Gli ingredienti – che vanno a occhio essendo una ricetta di origine popolare – sono: alici fresche, mollica di pane (meglio se raffermo), alloro, aglio, prezzemolo, olio, sale, pepe. Pulire le alici e aprirle a libretto. Preparare un trito finissimo con l’alloro, l’aglio e il prezzemolo. Prendere una padella, mettervi dell’olio, un pizzico di sale e porla sul fuoco medio. Cospargere, quindi, il fondo della padella con la mollica di pane fino a coprirlo totalmente. Adagiare le alici sopra il pane, con la parte interna verso il basso. Sopra le alici versare il trito con l’alloro, l’aglio e il prezzemolo. Quindi continuare con lo strato di alici e di nuovo il trito. Fare fino a un massimo di tre strati di alici.

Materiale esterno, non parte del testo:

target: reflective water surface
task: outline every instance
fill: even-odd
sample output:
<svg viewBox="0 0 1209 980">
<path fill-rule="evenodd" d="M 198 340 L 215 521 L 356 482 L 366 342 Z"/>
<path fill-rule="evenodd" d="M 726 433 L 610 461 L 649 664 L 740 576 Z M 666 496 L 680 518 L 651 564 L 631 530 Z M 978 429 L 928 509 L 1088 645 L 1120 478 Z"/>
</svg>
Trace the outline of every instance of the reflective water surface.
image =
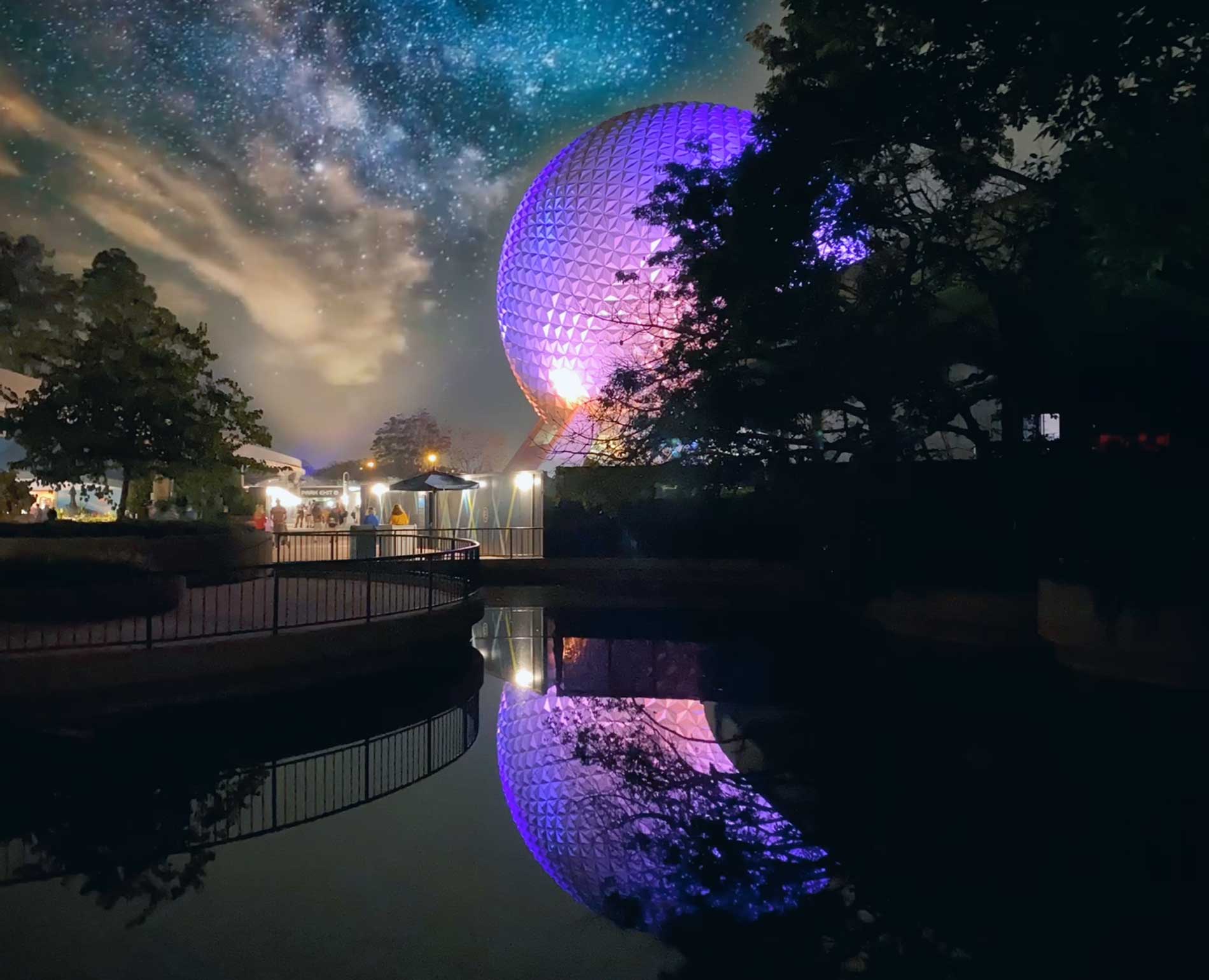
<svg viewBox="0 0 1209 980">
<path fill-rule="evenodd" d="M 669 610 L 473 644 L 0 732 L 4 976 L 1139 975 L 1196 934 L 1199 695 Z"/>
</svg>

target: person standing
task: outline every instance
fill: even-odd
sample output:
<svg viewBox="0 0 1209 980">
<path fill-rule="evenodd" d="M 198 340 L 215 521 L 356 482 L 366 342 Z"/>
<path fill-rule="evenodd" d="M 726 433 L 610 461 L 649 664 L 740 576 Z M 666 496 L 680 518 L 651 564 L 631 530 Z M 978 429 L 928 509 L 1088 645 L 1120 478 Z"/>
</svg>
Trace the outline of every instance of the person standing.
<svg viewBox="0 0 1209 980">
<path fill-rule="evenodd" d="M 285 508 L 282 506 L 280 500 L 273 501 L 273 509 L 268 511 L 268 516 L 273 522 L 273 534 L 276 535 L 277 547 L 280 549 L 283 545 L 289 547 L 289 541 L 285 540 L 285 532 L 290 529 L 290 515 Z"/>
</svg>

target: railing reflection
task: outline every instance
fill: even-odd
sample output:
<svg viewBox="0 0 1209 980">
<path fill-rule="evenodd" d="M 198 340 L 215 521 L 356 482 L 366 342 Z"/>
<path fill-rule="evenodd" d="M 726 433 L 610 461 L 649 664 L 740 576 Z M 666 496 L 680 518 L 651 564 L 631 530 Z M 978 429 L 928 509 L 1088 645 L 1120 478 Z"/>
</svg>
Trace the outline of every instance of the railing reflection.
<svg viewBox="0 0 1209 980">
<path fill-rule="evenodd" d="M 413 785 L 457 761 L 478 735 L 475 690 L 462 703 L 424 720 L 320 752 L 225 769 L 206 778 L 186 775 L 179 777 L 180 787 L 138 781 L 133 802 L 127 801 L 135 813 L 117 820 L 111 833 L 105 816 L 87 806 L 86 795 L 76 804 L 86 807 L 82 823 L 73 812 L 0 842 L 0 885 L 81 874 L 100 900 L 118 865 L 117 877 L 123 880 L 144 865 L 163 877 L 162 869 L 174 854 L 189 854 L 186 866 L 201 868 L 209 858 L 195 859 L 210 847 L 331 817 Z M 163 813 L 150 813 L 168 812 L 178 800 L 186 804 L 181 799 L 186 793 L 181 829 L 164 824 Z M 146 804 L 147 814 L 138 812 L 140 804 Z M 140 822 L 150 828 L 141 836 Z M 181 871 L 173 874 L 185 877 Z"/>
<path fill-rule="evenodd" d="M 388 796 L 455 762 L 478 735 L 476 694 L 464 704 L 372 738 L 235 770 L 229 776 L 264 775 L 245 805 L 199 842 L 259 837 Z M 195 816 L 202 807 L 193 802 Z"/>
</svg>

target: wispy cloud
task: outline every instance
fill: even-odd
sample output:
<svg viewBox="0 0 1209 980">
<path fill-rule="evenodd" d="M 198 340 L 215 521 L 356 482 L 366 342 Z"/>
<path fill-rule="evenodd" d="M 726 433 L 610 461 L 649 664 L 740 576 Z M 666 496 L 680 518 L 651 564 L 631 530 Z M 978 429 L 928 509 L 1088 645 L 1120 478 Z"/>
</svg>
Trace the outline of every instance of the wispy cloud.
<svg viewBox="0 0 1209 980">
<path fill-rule="evenodd" d="M 64 152 L 69 173 L 57 179 L 80 214 L 238 300 L 276 356 L 361 385 L 404 350 L 411 290 L 429 273 L 416 215 L 366 199 L 339 162 L 303 174 L 262 141 L 244 173 L 216 161 L 183 168 L 2 88 L 0 131 Z M 179 288 L 177 298 L 191 302 Z"/>
<path fill-rule="evenodd" d="M 0 176 L 21 176 L 21 167 L 2 146 L 0 146 Z"/>
</svg>

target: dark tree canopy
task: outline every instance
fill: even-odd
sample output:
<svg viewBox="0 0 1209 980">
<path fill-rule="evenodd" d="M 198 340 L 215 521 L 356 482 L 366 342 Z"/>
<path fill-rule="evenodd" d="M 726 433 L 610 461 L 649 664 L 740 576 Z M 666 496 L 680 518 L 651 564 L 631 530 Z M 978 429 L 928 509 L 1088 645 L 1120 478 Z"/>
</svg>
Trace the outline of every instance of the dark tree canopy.
<svg viewBox="0 0 1209 980">
<path fill-rule="evenodd" d="M 416 412 L 411 416 L 391 416 L 374 434 L 370 452 L 378 465 L 397 470 L 429 469 L 428 453 L 438 457 L 450 447 L 449 434 L 445 433 L 428 412 Z"/>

Coprire con altra mollica di pane e una spolverata di pepe bianco.
Far cuocere a fuoco medio per un quarto d’ora, avendo cura di girare la torta a metà cottura (con un po’ di pazienza e destrezza ci si riesce senza problemi: se non siete pratici, evitate di utilizzare una grossa padella scegliendo, invece, una più piccola e dai bordi alti). Togliere dal fuoco e mangiare.
È una torta buona sia calda che fredda. Nella foto, la mollica è stata sostituita dal pane grattugiato, per motivi di praticità, ma consiglio vivamente l’uso della mollica tritata grossolanamente.